Par : Laurence Lefeuvre20.01.2014

20 janvier 2014

Franchise Directe : En tant que directrice de la marque de la franchise Gautier, quel est le déroulement de vos journées ?

Mylène Merigeau : Je suis depuis longtemps dans cette entreprise, où j'ai occupé différents postes. De la direction commerciale, ma mission a été orientée sur le développement, dans la logique de la stratégie adoptée par l'entreprise Gautier. Aujourd'hui, une partie de mon temps est consacrée à l'analyse financière, avec la planification des ouvertures, l'étude des résultats, de la rentabilité et des coûts.

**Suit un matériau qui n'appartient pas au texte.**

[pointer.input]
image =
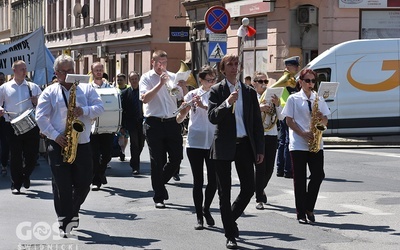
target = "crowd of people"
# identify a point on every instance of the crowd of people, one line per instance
(228, 121)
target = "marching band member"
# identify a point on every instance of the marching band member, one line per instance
(70, 181)
(18, 96)
(287, 80)
(270, 113)
(199, 139)
(238, 138)
(132, 120)
(163, 133)
(101, 144)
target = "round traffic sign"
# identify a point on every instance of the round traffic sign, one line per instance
(217, 19)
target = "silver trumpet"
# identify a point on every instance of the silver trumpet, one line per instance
(187, 104)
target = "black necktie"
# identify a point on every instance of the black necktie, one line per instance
(136, 104)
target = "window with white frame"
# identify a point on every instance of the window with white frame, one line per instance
(255, 52)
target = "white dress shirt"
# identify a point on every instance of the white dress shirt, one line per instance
(240, 128)
(274, 130)
(11, 94)
(163, 104)
(51, 111)
(297, 108)
(200, 129)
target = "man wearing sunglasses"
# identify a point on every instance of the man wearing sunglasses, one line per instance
(284, 164)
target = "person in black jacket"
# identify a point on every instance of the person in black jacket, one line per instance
(233, 107)
(132, 120)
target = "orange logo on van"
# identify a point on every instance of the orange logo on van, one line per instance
(388, 84)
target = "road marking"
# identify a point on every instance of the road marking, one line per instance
(363, 209)
(366, 153)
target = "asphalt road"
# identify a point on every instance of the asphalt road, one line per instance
(357, 208)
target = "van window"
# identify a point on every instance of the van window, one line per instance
(323, 75)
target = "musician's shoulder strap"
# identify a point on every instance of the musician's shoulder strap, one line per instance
(30, 91)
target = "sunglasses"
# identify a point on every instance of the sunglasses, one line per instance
(210, 80)
(261, 81)
(310, 80)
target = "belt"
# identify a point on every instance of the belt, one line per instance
(158, 119)
(240, 140)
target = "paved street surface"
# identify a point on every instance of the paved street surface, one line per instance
(122, 215)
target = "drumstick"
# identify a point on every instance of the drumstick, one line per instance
(27, 99)
(18, 103)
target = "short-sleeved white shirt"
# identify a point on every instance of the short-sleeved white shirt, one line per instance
(200, 129)
(163, 105)
(297, 108)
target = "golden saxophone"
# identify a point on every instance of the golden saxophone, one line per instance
(73, 128)
(272, 114)
(316, 127)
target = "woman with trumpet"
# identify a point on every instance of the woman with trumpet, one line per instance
(270, 113)
(199, 139)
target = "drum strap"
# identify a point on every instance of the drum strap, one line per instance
(30, 92)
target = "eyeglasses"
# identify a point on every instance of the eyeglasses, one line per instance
(64, 72)
(310, 80)
(261, 81)
(210, 80)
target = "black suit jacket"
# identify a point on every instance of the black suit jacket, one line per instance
(129, 119)
(224, 143)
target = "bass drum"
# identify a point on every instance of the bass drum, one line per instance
(24, 122)
(110, 121)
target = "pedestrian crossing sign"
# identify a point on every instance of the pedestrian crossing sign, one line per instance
(216, 50)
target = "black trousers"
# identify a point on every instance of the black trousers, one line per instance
(4, 142)
(197, 157)
(101, 145)
(265, 169)
(244, 164)
(165, 143)
(24, 150)
(136, 138)
(306, 195)
(71, 182)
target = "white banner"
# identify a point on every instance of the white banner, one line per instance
(29, 49)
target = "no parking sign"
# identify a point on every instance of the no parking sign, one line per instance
(217, 19)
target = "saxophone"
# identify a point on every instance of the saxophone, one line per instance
(272, 114)
(73, 128)
(316, 127)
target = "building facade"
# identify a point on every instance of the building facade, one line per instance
(5, 23)
(123, 33)
(287, 28)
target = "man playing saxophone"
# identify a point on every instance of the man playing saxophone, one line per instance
(270, 113)
(303, 111)
(71, 181)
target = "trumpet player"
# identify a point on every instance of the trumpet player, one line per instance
(162, 132)
(270, 113)
(302, 114)
(199, 139)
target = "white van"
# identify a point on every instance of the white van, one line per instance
(368, 97)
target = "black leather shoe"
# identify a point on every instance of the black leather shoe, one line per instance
(176, 177)
(209, 219)
(231, 243)
(236, 231)
(310, 216)
(27, 183)
(160, 205)
(199, 225)
(303, 221)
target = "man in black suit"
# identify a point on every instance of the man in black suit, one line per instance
(234, 108)
(132, 119)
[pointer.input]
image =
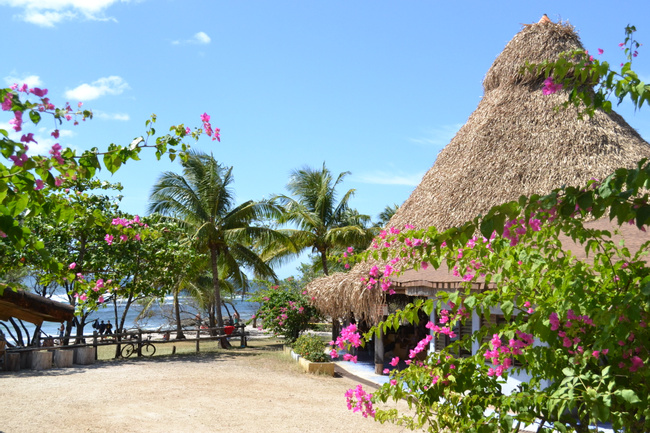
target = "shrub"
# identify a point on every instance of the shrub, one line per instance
(311, 347)
(285, 310)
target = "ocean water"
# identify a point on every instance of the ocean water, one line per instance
(160, 316)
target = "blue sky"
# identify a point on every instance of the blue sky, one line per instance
(376, 88)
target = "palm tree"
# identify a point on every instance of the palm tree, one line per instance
(323, 224)
(202, 199)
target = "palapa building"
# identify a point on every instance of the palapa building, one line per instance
(513, 144)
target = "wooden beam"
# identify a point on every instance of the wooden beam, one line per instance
(20, 303)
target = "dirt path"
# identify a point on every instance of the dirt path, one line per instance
(237, 391)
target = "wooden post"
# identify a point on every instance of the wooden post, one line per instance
(63, 358)
(95, 343)
(379, 353)
(41, 360)
(12, 362)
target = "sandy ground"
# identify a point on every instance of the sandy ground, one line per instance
(241, 390)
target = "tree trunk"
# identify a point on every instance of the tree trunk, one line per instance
(177, 311)
(323, 259)
(214, 255)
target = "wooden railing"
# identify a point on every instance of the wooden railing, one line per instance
(133, 336)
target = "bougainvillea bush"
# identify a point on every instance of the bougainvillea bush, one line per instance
(285, 310)
(577, 328)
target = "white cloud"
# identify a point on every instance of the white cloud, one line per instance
(390, 178)
(112, 85)
(48, 13)
(199, 38)
(123, 117)
(202, 38)
(30, 80)
(439, 136)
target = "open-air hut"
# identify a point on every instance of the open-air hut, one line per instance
(513, 144)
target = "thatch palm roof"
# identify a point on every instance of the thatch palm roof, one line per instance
(513, 144)
(33, 308)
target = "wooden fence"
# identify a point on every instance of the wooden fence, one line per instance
(84, 349)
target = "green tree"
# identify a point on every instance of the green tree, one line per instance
(579, 328)
(202, 198)
(322, 224)
(285, 310)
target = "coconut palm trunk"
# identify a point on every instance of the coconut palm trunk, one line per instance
(214, 256)
(177, 311)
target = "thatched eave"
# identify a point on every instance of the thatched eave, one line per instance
(33, 308)
(515, 143)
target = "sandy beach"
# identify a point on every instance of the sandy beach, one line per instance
(257, 389)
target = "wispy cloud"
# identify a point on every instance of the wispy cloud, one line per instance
(390, 178)
(199, 38)
(30, 80)
(49, 13)
(123, 117)
(437, 137)
(112, 85)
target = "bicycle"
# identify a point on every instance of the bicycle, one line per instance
(146, 349)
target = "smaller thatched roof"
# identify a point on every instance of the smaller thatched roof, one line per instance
(425, 282)
(33, 308)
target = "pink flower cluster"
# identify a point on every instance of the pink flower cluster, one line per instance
(550, 87)
(349, 335)
(359, 400)
(514, 229)
(207, 128)
(123, 222)
(501, 355)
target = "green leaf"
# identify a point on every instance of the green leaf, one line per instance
(629, 396)
(507, 307)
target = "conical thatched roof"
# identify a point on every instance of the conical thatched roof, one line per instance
(514, 144)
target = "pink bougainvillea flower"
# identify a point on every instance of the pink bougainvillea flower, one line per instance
(27, 138)
(38, 92)
(17, 121)
(6, 104)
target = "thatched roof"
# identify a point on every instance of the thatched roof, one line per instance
(33, 308)
(513, 144)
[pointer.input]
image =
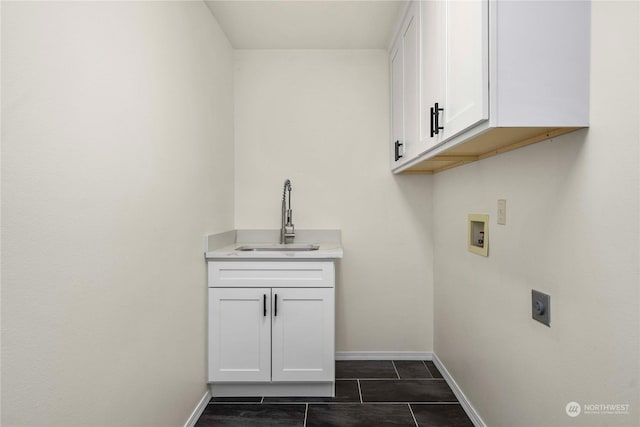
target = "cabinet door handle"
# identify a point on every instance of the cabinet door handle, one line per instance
(398, 156)
(435, 120)
(275, 306)
(264, 305)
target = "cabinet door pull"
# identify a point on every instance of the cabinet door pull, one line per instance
(398, 156)
(264, 305)
(435, 120)
(275, 306)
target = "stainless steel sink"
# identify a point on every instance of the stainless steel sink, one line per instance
(279, 247)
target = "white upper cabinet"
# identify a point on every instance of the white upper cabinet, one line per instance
(493, 75)
(466, 78)
(405, 84)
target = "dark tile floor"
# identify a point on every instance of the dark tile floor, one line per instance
(373, 393)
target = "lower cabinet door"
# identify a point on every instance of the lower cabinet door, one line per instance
(239, 334)
(303, 334)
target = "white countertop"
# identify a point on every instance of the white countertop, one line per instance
(325, 251)
(228, 248)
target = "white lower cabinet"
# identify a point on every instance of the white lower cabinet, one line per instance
(239, 334)
(263, 338)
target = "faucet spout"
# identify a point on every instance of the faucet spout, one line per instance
(287, 231)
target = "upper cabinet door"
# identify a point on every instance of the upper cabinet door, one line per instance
(397, 104)
(431, 68)
(411, 47)
(405, 90)
(466, 68)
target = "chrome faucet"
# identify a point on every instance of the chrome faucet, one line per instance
(287, 232)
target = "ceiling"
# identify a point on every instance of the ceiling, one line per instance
(307, 24)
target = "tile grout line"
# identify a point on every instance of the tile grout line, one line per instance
(306, 411)
(413, 415)
(428, 370)
(396, 369)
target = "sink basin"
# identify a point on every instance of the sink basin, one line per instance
(279, 247)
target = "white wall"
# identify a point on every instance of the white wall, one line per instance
(573, 232)
(320, 118)
(116, 160)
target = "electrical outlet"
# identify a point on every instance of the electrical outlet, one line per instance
(541, 307)
(502, 212)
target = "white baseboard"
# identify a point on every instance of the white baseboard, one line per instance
(468, 408)
(384, 355)
(200, 407)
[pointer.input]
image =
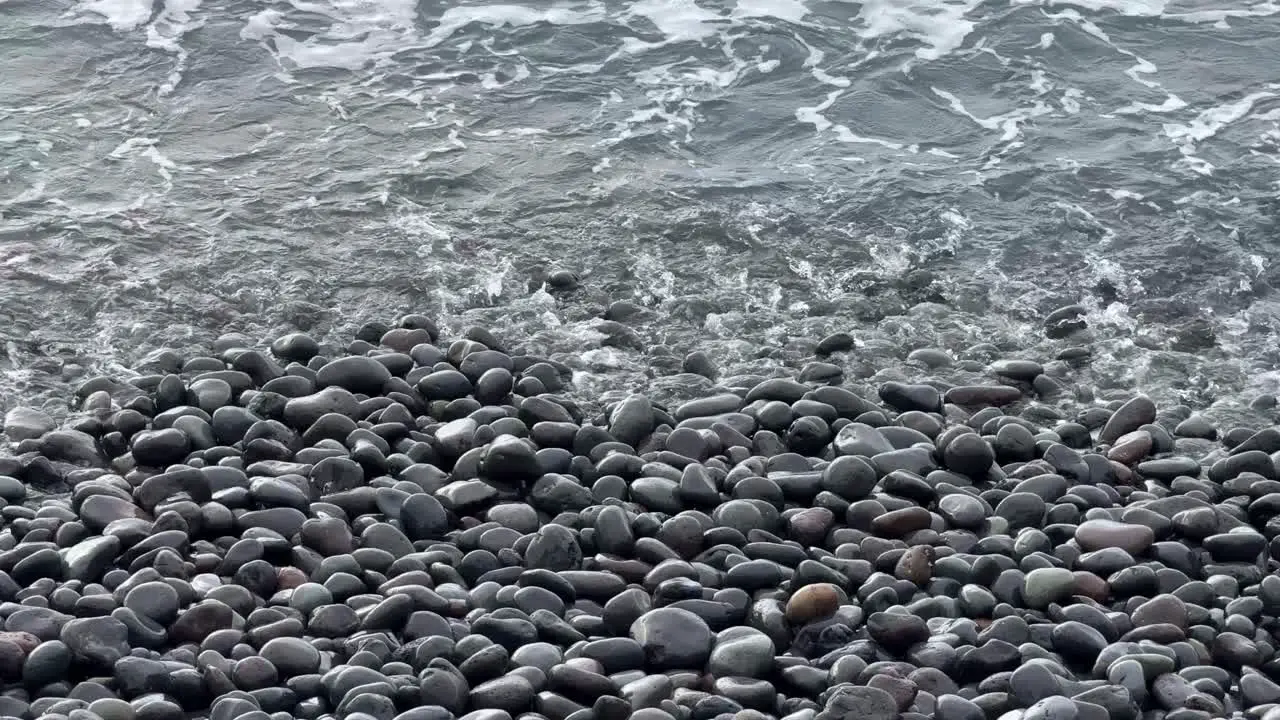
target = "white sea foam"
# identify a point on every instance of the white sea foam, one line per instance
(1008, 123)
(1210, 121)
(165, 33)
(786, 10)
(508, 16)
(940, 26)
(679, 21)
(123, 16)
(1133, 8)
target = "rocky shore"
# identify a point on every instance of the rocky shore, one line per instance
(408, 528)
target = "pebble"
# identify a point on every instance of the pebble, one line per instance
(288, 534)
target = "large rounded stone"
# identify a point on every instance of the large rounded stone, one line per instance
(672, 638)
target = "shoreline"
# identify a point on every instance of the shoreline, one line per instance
(424, 529)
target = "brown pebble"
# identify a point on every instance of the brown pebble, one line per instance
(915, 565)
(289, 578)
(813, 602)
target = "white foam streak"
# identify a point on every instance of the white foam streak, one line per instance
(1208, 122)
(786, 10)
(165, 33)
(940, 26)
(1132, 8)
(1009, 123)
(680, 21)
(507, 16)
(1170, 104)
(123, 16)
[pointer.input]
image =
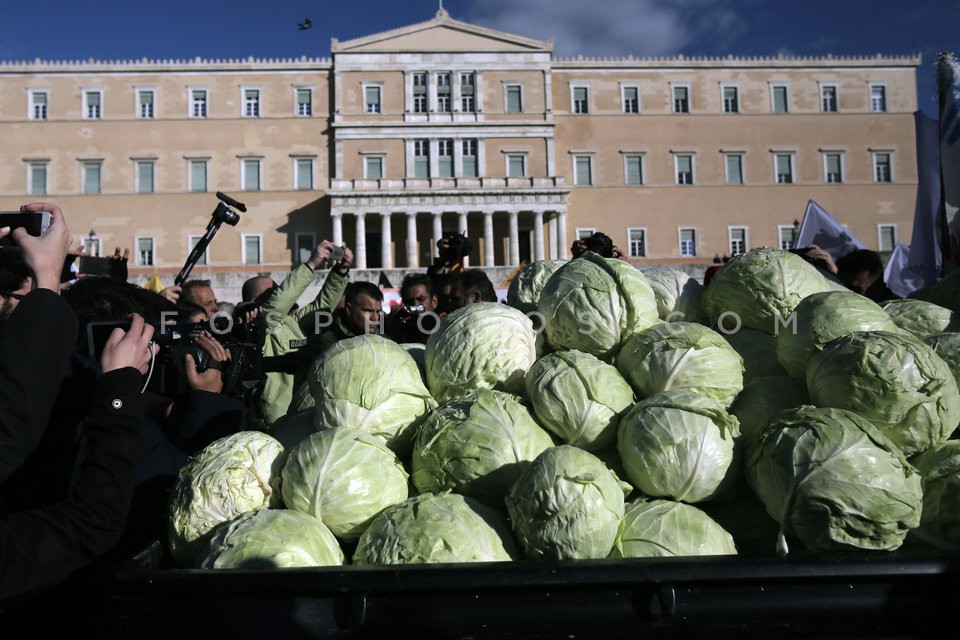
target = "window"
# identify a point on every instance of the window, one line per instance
(38, 105)
(637, 243)
(582, 171)
(145, 169)
(783, 165)
(468, 101)
(421, 159)
(144, 257)
(305, 243)
(371, 99)
(191, 243)
(373, 167)
(633, 169)
(828, 98)
(738, 240)
(688, 243)
(92, 101)
(514, 98)
(304, 174)
(886, 237)
(788, 236)
(443, 92)
(731, 99)
(630, 94)
(445, 158)
(580, 100)
(419, 93)
(304, 102)
(832, 167)
(145, 103)
(733, 164)
(516, 165)
(198, 103)
(251, 103)
(251, 175)
(681, 99)
(38, 178)
(683, 163)
(91, 176)
(198, 175)
(882, 171)
(470, 163)
(251, 249)
(878, 98)
(779, 98)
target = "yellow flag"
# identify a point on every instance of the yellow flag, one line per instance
(154, 284)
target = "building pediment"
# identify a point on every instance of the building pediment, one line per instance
(442, 33)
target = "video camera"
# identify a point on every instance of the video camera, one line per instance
(169, 375)
(456, 246)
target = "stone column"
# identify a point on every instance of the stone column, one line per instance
(488, 239)
(514, 239)
(386, 241)
(462, 228)
(337, 219)
(562, 235)
(437, 231)
(538, 235)
(360, 250)
(413, 261)
(552, 235)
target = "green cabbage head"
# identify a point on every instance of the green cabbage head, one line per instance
(762, 400)
(477, 445)
(228, 477)
(758, 289)
(662, 528)
(939, 468)
(343, 477)
(486, 345)
(822, 317)
(523, 293)
(833, 481)
(592, 304)
(578, 397)
(921, 317)
(677, 293)
(370, 383)
(271, 539)
(436, 528)
(682, 355)
(566, 505)
(678, 444)
(894, 380)
(759, 353)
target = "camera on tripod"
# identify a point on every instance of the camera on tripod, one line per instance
(176, 340)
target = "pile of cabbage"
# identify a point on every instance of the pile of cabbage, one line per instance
(603, 411)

Le recrutement de nouveaux franchisés fait aussi partie de ma mission avec l'étude des candidatures que nous recevons. Il faut saisir les opportunités qui répondent aux priorités que nous nous sommes fixées, en terme de zone géographique notamment. Nous envoyons un dossier complet aux candidats qui nous intéressent puis nous les rencontrons. Je supervise la recherche de locaux, avec une personne qui est en relation directe avec les promoteurs et les investisseurs. Je gère aussi l'aspect juridique des contrats de franchise et des baux ainsi que tout ce qui concerne la vente de notre concept à l'occasion de salons de la franchise. Il est important à mon poste d'être très disponible et très réactif.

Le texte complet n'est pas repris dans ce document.